FEDA
Le monopole public Forces Elèctriques d’Andorra (FEDA) aligne des résultats à deux chiffres de millions d’euros et une demande en hausse, tout en peinant à débloquer son projet-phare Pic del Maià.
À propos de FEDA
1. Modèle économique
FEDA est l’opérateur historique de la production, du transport, de la distribution et de la vente d’électricité en Andorre, avec des filiales autour des réseaux de chaleur et de froid (FEDA Ecoterm), des services énergétiques (FEDA Solucions) et du traitement des déchets (CTRASA). Le groupe tire l’essentiel de ses revenus de la commercialisation de l’électricité et, dans une moindre mesure mais en croissance, de la vente de chaleur et de froid urbains. Pour l’exercice 2024, le groupe a communiqué un chiffre d’affaires consolidé d’environ 99 M€, un bénéfice net consolidé de 28,27 M€ et un ratio d’endettement de 12,9 % (comptes consolidés du groupe 2024). En 2025, la société mère boucle avec un bénéfice de 25,4 M€ et une hausse des fonds propres de 7,4 %, dans un environnement de prix de l’énergie jugé « modéré » mais encore volatil à l’échelle horaire (résultat 2025, précisé par All Andorra). À fin 2025, FEDA dénombre 37 847 contrats (+2,1 %) et une puissance souscrite d’environ 498 MW cumulée (demande nationale 2025).

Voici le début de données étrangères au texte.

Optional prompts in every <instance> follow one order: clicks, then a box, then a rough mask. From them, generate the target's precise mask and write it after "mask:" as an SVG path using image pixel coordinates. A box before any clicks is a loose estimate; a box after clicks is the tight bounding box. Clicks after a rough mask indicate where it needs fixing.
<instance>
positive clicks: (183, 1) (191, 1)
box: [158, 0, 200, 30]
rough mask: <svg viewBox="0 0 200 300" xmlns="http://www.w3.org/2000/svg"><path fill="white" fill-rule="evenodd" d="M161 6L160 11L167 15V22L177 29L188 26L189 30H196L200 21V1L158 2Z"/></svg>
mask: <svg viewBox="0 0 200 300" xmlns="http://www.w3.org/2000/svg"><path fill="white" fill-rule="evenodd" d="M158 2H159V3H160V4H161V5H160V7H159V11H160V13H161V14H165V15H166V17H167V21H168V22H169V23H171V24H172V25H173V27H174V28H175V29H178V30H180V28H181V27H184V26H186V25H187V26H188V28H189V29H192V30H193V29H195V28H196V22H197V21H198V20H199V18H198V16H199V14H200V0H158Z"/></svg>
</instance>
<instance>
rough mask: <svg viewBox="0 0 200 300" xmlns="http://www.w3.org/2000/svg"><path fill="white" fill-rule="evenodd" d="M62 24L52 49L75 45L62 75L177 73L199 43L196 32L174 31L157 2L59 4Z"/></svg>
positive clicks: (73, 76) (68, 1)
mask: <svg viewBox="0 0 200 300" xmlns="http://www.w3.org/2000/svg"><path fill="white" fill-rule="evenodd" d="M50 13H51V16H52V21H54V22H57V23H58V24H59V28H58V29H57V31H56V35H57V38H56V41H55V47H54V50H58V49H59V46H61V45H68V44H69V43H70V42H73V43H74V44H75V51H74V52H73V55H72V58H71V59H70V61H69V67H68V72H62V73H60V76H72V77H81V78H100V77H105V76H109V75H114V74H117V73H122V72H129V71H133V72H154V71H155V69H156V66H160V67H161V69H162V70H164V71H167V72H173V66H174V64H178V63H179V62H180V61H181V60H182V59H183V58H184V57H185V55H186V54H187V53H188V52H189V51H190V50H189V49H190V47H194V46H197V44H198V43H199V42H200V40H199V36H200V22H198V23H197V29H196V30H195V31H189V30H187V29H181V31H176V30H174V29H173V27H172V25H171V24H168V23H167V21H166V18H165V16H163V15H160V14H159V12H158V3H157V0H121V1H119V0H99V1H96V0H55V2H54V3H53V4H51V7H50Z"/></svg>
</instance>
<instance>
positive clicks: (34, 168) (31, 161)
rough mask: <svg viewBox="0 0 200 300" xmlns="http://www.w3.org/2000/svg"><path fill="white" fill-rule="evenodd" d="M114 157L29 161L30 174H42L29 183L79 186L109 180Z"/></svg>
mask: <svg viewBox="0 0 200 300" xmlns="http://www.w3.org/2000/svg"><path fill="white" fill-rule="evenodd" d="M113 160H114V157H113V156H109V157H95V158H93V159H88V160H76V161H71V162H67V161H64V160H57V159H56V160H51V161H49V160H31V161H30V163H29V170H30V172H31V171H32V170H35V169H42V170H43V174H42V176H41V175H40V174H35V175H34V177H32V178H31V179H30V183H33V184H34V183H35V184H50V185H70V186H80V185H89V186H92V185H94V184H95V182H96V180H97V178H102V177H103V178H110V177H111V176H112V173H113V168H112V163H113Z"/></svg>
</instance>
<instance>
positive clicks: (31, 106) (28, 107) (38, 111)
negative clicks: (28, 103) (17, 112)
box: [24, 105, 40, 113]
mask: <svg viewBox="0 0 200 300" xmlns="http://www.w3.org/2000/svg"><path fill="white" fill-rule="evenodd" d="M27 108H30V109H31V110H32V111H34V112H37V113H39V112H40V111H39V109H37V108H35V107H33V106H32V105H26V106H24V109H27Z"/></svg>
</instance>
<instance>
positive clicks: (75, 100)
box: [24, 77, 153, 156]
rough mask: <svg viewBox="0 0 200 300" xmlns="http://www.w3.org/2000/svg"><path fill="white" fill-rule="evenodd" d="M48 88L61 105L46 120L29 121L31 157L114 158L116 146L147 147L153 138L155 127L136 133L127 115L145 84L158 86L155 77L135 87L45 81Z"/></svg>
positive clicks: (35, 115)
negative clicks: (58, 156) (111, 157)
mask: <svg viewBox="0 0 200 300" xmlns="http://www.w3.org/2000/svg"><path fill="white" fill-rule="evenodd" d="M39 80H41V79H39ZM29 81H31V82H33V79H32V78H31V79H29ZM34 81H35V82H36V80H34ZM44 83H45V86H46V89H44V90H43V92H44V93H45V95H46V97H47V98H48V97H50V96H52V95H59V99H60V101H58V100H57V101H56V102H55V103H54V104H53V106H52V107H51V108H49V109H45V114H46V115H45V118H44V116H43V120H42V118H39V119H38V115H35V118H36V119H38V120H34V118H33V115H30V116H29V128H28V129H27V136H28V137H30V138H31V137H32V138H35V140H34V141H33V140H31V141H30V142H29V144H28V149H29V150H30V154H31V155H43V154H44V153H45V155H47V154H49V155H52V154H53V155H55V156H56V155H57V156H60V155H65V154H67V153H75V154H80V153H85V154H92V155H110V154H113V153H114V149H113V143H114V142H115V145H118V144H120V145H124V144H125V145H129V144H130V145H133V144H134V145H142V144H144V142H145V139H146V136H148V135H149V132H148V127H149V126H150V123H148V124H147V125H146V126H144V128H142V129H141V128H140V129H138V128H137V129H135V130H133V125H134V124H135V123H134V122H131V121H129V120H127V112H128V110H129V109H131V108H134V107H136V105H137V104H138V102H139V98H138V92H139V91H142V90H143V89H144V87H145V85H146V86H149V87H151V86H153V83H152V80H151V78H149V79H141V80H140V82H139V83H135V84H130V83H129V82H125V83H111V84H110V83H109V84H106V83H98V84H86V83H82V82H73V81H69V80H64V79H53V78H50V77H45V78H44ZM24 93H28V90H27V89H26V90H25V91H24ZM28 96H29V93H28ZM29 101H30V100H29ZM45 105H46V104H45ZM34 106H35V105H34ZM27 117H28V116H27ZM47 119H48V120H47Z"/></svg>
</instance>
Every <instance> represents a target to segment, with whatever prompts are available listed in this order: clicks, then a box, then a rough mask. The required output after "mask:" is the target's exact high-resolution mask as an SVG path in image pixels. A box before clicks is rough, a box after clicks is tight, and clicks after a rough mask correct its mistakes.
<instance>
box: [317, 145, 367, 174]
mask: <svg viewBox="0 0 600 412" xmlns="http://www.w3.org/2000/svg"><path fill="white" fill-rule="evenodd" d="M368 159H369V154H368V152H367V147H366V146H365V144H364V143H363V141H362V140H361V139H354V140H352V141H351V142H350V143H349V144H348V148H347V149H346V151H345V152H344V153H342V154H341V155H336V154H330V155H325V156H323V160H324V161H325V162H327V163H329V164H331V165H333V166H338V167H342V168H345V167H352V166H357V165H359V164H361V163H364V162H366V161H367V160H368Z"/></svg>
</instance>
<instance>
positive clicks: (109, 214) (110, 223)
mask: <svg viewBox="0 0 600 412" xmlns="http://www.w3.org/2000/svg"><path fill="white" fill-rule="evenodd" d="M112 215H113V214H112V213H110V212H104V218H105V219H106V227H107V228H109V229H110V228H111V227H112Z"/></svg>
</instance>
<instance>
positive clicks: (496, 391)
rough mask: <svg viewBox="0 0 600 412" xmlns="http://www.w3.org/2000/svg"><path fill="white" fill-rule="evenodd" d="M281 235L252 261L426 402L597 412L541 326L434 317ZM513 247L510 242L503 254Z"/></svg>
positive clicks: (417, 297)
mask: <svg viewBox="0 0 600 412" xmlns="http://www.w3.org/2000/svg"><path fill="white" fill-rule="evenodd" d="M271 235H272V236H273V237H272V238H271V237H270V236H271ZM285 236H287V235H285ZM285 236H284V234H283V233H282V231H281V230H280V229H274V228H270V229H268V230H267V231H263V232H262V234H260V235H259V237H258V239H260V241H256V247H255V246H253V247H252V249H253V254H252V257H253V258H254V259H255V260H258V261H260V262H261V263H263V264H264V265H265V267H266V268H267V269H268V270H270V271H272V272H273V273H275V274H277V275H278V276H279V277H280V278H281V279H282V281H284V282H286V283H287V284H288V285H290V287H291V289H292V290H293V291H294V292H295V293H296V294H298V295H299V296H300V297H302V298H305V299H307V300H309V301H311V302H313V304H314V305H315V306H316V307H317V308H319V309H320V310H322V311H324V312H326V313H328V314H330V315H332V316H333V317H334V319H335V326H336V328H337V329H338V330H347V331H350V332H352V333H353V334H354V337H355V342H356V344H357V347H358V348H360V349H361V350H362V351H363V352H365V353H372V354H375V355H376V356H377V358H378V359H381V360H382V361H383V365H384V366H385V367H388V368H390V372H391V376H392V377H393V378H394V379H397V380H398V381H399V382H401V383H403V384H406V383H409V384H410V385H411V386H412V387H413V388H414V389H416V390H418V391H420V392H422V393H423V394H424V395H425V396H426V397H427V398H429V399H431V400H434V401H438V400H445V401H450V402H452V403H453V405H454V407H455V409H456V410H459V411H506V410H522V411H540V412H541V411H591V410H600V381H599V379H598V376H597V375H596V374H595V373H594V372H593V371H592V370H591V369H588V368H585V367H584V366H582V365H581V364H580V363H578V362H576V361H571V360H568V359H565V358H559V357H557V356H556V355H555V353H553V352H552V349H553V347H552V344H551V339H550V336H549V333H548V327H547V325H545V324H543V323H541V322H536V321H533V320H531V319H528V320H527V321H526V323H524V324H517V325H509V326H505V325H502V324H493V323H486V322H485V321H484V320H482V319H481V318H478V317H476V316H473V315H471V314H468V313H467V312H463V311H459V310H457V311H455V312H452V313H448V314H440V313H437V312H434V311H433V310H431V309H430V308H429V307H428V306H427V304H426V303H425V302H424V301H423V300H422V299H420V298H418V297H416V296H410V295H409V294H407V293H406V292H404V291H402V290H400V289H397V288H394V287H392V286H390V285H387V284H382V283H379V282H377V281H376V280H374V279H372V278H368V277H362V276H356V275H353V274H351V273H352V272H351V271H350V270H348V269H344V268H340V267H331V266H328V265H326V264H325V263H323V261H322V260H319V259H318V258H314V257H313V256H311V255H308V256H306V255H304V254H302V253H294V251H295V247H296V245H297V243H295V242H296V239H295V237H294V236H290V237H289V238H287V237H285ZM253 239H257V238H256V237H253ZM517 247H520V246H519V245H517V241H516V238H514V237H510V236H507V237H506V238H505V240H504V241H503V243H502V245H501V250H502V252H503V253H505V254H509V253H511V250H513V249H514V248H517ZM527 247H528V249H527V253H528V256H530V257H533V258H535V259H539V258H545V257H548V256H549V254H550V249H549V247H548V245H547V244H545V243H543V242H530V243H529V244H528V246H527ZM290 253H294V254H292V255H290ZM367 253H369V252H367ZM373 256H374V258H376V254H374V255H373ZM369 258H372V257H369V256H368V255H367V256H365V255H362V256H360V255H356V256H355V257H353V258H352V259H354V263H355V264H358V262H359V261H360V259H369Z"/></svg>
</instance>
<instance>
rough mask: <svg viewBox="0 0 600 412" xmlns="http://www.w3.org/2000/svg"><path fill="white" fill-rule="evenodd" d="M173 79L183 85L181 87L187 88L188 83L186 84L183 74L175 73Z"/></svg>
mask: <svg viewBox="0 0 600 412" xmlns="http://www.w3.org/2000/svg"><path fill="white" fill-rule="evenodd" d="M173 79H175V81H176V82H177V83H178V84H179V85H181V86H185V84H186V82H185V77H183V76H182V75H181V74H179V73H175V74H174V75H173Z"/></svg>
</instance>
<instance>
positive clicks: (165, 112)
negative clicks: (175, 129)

La pérennité du modèle passe aussi par une véritable capacité à investir, matérialisée côtère client par une hausse des tarifs d’électricité de 2,8 % au 1ᵉʳ janvier 2026 (Alto).
2. Impact réel
La demande électrique atteint 584 GWh en 2025 (+2,5 %) ; la production domestique s’élève à 135,9 GWh, soit 23,2 % de la demande. Le photovoltaïque occupe désormais la deuxième place des sources nationales après l’hydroélectricité, avec environ 24 GWh produits sur l’année ( même note sur la demande 2025). Côtére thermique urbain, Ecoterm a distribué 54 900 MWh de chaleur (+22 %) et 1 587 MWh de froid (+120 %) en 2025, ce qui élargit l’empreinte du groupe au-delà du seul watt électrique (idem). Sur 2024, la mémoire de durabilité rapporte 78 % d’électricité renouvelable dans le mix consommé, une réduction de 20,4 % du bilan carbone (environ 67 196 tCO₂eq au périmètre retenu) et une intensité de ≈51,31 gCO₂eq/kWh livré (-39 % sur un an) (mémoire de durabilité 2024). L’architecture franco-andorrane et ibérique d’approvisionnement (importations majeires) disqualifie toute lecture « autarcie verte » même lorsque les chiffres d’empreinte du kWh acheté-et-vendu sont bas.
3. Innovations / partenariats
Les livrables visibles sont surtout des investissements d’actifs et de réseaux : quatrième groupe à la hydro d’Ospitalet, consolidation d’Ecoterm (la presse indique environ 7,39 M€ d’investissements réalisés en 2025 et un résultat positif pour cette filiale, avec soutien capitalistique de la maison mère — aperçu financier annuel via All Andorra), extension des usages froids reliés aux eaux de la Valira d’Orient. FEDA Solucions capitalise sur l’app Mou-te et le maillage de recharge. Après quelque quinze années de chantier, l’interconnexion 220 kV avec l’Espagne apparaît dans la presse et les communications locales comme pièce qui conditionne aussi l’aboutissement du parc du Pic del Maià. Le positionnement stratégique n’est pas « scale-up européenne » mais opérateur complet d’Etat miniature reliant bilans et territoires.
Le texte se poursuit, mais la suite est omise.